A year ago, our departing editorial team wrote that its hope for Health and Human Rights: An International Journal was that it would “increasingly provide a space that bridges the evident gaps that continue to exist between communities of scholars and activists from social medicine, social epidemiology, and human rights [law].” We have taken our colleagues’ wisdom to heart and spent much time this year working to realize this mission. As our former publisher Dr. Jim Yong Kim stated when HHR became an open access publication, the journal aims to achieve “a structural change in how, where, and by whom knowledge about health action and human rights is produced and used.”  For this reason, we remain committed to making sure our publication is available to as wide a readership as possible.

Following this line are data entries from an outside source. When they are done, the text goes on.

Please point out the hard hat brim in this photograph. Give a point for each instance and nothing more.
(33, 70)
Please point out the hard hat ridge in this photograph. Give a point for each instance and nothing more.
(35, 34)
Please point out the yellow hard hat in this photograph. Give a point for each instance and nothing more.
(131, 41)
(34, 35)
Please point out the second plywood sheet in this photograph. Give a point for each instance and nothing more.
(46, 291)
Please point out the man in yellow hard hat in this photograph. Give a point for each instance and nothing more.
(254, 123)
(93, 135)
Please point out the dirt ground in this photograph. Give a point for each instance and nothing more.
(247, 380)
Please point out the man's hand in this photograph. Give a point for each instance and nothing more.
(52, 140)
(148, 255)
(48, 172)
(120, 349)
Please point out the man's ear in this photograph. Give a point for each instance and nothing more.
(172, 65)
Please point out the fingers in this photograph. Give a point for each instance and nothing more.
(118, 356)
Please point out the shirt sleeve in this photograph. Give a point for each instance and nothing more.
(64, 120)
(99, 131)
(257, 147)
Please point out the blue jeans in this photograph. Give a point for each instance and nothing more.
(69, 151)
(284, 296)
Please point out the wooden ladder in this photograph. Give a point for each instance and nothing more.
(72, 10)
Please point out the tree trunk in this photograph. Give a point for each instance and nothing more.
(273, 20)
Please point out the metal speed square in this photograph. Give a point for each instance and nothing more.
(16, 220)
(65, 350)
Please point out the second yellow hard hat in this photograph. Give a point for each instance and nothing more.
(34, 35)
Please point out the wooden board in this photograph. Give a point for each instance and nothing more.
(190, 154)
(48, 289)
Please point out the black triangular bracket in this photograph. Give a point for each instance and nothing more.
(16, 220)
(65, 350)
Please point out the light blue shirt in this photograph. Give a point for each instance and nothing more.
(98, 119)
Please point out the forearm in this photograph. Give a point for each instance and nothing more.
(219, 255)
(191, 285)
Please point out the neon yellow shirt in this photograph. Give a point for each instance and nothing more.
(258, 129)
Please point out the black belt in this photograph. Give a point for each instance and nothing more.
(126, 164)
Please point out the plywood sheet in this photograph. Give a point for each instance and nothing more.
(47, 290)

At the beginning of 2012, we will introduce a rolling publication system to allow readers to view papers online as soon as they have been finalized following peer review. We hope this will enable academics and teachers and others to read, cite, and use research and commentary in their work more quickly than previously possible.

To engage scholars, practitioners, students, and activists in the health and human rights movement, we have also expanded the journal’s use of social media. We encourage readers to become writers by contributing to our blog (http://www.hhropenforum.org); we also invite you to follow the journal on Twitter (@healthhumrights).

The potential of rights-based approaches in global health work is of mounting interest within academic communities, as evidenced by the increasing number of universities offering courses in this area. Scientific and biomedical journals are also publishing articles on health and human rights with greater frequency. In their literature review published in this issue, Mpinga et al report a threefold increase in the number of papers addressing health and human rights in the decade ending in 2008. The most frequently explored topics include health systems in resource-poor settings, mental health, HIV/AIDS, and reproductive health.

This issue of Health and Human Rights reports on diverse rights violations and injustices among marginalized populations around the globe—from prisoner-patients to labor migrants to those without potable water…

…The right to health should serve as a guiding principle for health care practitioners and policy makers and all those who seek to redress social inequities around the globe. It is not the only framework out there, true, but it serves as a bulwark against the mistreatment and abuse that remains, today, far too prevalent.